A publishing firm is a complicated business which has to buy, sell and manufacture or cause to be manufactured. What it buys and sells is products of people’s imaginations, the materials for making books, and a variety of legal rights. What it manufactures is never the same from one item to the next. So a publisher must be able to understand and control a complex financial and technical structure; he must be a smart negotiator, good at bargaining; he must have a shrewd instinct for when to lash out and when to penny-pinch; he must be able efficiently to administer an office full of people, or to see that it is efficiently administered; and above all he must be able to sell his wares in all their forms. Against this, all I have ever been able to do with money is spend it; I loathe responsibility and telling people what to do; and above all I am incapable of selling anything to anyone. Not being a fool, I was well aware of the importance of all the aspects of my trade which I couldn’t and didn’t want to master, and even came to know a fair amount about them.
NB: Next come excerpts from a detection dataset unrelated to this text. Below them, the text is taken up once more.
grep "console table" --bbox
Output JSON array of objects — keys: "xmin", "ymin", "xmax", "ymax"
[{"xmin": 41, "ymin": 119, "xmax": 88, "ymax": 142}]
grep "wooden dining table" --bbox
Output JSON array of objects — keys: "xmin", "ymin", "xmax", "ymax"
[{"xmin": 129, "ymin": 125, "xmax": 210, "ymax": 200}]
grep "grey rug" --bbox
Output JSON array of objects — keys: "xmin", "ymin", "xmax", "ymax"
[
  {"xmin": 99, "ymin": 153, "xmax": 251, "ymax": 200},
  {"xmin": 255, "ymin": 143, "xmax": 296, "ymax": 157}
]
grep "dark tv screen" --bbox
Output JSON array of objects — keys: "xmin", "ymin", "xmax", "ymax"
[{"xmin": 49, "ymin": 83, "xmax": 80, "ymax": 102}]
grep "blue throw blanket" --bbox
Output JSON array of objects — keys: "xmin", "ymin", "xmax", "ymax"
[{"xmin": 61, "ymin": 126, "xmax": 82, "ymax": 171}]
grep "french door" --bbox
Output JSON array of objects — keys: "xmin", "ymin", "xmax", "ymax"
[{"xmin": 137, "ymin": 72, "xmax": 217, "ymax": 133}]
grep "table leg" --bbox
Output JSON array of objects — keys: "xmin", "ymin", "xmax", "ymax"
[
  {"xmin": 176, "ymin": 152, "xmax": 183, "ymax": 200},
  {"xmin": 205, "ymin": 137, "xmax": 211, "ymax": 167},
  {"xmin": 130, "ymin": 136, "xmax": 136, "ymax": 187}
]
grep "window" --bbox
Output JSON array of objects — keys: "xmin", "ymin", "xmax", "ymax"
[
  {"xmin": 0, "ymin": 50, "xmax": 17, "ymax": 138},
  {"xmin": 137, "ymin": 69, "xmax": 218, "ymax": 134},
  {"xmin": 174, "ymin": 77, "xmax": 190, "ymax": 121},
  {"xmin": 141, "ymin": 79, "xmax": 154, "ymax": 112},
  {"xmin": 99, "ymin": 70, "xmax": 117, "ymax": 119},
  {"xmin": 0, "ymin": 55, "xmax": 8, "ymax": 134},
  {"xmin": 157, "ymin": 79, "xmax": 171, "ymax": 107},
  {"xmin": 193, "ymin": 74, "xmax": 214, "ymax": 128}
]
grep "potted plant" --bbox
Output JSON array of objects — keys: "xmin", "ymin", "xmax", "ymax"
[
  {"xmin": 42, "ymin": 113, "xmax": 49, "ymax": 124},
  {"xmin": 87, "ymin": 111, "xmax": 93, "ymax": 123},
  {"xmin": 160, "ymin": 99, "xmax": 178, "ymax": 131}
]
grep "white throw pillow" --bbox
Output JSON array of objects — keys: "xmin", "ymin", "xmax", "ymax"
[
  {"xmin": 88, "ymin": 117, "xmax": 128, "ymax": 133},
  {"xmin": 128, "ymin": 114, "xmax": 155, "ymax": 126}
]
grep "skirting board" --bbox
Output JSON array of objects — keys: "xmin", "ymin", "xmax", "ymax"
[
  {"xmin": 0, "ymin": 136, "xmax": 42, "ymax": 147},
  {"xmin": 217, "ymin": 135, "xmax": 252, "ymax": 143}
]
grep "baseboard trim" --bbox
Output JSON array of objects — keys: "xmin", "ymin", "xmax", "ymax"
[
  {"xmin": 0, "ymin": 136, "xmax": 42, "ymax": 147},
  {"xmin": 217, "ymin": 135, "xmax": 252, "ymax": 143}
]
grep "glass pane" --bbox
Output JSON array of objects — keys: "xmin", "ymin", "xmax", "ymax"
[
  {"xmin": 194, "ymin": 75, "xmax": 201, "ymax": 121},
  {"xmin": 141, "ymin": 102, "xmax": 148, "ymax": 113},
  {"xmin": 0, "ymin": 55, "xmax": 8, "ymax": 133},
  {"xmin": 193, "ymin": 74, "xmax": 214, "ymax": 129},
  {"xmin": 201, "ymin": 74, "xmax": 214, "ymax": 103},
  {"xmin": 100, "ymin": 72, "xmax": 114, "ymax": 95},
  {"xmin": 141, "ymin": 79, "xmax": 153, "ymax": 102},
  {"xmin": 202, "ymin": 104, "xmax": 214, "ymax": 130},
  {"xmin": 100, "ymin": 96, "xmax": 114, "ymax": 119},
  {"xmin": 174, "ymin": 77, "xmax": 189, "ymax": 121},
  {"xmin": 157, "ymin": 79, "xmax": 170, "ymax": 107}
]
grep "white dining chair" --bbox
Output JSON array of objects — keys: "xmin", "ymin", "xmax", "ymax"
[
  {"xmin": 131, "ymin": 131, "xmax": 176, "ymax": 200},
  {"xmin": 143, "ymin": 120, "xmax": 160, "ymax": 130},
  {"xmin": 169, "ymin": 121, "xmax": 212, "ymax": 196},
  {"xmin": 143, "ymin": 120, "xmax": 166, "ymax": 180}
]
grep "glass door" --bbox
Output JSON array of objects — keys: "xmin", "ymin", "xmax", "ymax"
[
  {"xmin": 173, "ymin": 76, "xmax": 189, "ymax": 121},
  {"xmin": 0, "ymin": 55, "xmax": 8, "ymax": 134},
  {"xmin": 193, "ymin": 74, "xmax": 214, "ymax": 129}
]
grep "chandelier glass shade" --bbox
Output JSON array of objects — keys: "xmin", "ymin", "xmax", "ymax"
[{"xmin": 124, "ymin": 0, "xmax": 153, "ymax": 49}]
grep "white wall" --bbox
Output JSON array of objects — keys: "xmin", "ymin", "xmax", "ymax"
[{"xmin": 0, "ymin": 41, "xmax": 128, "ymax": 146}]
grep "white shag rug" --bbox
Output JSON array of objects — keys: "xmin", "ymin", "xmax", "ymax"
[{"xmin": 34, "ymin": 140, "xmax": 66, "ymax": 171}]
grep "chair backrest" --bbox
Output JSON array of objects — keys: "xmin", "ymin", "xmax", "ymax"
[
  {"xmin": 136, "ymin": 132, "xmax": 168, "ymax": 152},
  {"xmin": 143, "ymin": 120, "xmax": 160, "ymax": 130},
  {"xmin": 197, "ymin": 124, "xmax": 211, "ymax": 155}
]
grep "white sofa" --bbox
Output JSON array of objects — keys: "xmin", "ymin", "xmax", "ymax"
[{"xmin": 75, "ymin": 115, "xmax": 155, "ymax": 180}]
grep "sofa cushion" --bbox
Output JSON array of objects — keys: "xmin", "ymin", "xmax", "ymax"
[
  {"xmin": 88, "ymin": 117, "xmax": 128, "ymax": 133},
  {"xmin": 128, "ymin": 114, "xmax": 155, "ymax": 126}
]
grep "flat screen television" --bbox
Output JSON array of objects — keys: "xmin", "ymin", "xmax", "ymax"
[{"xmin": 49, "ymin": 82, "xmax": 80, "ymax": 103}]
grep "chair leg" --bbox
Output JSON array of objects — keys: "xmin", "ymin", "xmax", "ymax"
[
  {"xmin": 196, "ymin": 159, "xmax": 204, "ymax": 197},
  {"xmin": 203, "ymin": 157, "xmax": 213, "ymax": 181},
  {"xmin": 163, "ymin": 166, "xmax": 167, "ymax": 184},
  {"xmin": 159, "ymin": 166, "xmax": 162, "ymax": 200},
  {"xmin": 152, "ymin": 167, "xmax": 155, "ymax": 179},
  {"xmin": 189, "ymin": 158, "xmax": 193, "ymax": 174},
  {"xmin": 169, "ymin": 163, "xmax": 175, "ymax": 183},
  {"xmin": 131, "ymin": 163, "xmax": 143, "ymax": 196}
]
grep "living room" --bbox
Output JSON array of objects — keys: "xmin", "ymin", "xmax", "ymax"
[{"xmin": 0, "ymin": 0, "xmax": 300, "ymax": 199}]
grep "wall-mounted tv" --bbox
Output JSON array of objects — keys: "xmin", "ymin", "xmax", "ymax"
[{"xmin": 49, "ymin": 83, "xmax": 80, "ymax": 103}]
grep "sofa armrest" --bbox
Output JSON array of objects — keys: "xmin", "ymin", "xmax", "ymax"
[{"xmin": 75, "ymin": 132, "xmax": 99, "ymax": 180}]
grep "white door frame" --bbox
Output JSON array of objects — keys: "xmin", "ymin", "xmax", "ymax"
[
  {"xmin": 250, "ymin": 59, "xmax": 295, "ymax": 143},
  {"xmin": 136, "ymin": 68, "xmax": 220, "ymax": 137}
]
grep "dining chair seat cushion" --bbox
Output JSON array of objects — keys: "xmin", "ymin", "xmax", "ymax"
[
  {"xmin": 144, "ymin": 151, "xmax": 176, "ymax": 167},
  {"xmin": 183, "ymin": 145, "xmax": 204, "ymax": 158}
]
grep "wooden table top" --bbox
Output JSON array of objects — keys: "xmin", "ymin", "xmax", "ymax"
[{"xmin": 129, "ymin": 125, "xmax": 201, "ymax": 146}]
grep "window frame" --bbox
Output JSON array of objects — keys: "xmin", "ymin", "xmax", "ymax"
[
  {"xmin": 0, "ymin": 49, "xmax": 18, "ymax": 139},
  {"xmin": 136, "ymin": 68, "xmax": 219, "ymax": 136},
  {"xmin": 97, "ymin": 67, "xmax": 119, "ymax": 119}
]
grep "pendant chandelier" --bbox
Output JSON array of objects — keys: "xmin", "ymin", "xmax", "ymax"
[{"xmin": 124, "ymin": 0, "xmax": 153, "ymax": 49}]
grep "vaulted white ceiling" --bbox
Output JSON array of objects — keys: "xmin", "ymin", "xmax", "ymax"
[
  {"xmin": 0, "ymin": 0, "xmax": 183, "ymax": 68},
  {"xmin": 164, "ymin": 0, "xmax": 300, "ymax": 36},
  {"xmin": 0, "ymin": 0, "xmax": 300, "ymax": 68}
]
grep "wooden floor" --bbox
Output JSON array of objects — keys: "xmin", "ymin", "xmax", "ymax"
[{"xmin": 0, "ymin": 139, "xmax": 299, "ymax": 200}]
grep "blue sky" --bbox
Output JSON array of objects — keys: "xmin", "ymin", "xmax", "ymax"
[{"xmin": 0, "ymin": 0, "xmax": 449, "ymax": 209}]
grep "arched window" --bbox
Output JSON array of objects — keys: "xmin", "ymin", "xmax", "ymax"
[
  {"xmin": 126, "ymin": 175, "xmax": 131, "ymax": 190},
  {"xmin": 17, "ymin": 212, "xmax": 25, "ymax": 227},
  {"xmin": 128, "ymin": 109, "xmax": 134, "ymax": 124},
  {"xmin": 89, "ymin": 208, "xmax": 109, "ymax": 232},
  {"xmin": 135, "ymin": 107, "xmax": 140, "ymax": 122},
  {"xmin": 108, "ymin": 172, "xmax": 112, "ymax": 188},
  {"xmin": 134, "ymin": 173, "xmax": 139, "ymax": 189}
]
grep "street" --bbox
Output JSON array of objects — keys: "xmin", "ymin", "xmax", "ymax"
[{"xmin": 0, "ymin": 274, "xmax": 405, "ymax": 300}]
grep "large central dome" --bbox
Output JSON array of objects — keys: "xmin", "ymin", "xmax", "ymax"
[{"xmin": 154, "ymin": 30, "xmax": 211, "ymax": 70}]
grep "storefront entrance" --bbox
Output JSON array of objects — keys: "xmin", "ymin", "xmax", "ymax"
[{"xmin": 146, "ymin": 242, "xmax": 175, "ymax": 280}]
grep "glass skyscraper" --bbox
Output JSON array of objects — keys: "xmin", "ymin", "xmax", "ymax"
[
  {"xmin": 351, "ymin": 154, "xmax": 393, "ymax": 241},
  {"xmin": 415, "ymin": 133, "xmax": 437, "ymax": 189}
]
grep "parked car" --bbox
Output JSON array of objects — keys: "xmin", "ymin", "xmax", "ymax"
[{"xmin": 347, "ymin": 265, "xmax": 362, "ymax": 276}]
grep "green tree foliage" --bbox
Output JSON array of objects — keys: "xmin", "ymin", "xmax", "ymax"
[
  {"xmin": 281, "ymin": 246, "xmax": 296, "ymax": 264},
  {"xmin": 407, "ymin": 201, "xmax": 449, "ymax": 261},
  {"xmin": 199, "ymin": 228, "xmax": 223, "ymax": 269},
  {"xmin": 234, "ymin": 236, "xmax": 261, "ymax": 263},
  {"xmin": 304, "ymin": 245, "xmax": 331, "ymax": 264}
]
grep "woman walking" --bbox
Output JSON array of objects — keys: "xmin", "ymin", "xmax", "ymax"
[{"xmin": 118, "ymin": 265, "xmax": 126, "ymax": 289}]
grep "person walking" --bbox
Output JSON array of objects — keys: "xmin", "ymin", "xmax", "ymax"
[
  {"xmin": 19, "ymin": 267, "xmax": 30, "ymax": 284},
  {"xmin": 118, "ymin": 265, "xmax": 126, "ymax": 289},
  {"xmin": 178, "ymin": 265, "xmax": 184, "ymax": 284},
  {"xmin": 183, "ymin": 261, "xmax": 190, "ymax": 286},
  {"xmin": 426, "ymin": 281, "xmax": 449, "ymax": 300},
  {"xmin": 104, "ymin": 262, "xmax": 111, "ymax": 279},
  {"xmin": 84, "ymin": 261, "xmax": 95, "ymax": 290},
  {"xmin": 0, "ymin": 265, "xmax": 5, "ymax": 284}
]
But although I felt guilty about my own incapacities, the only part of the business that I could ever bring myself truly to mind about was the choosing and editing of books. This is certainly a very important part of the publishing process, but without all the rest of it, it would amount to nothing.

So I was not a publisher. I was an editor.

And even as an editor, a job which I thoroughly enjoyed, I betrayed my amateurish nature by drawing the line at working outside office hours. The working breakfast, and taking work home at weekends – two activities regarded by many as necessary evidence of commitment, both of them much indulged in by that born publisher, André Deutsch – were to me an abomination. Very rarely someone from my work moved over into my private life, but generally office and home were far apart, and home was much more important than office. And whereas I was ashamed of my limitations within the office, I was not ashamed of valuing my private life more highly than my work: that, to my mind, is what everyone ought to do.

In spite of this, being an editor did enlarge and extend my life in a way for which I am deeply grateful. It gave me a daily occupation which brought in enough money to live on and which was almost always enjoyable, and it constantly proved the truth of that ancient cliché about working in publishing: You Meet Such Interesting People. The first part of this book is about the daily occupation. The second part is about some of the people.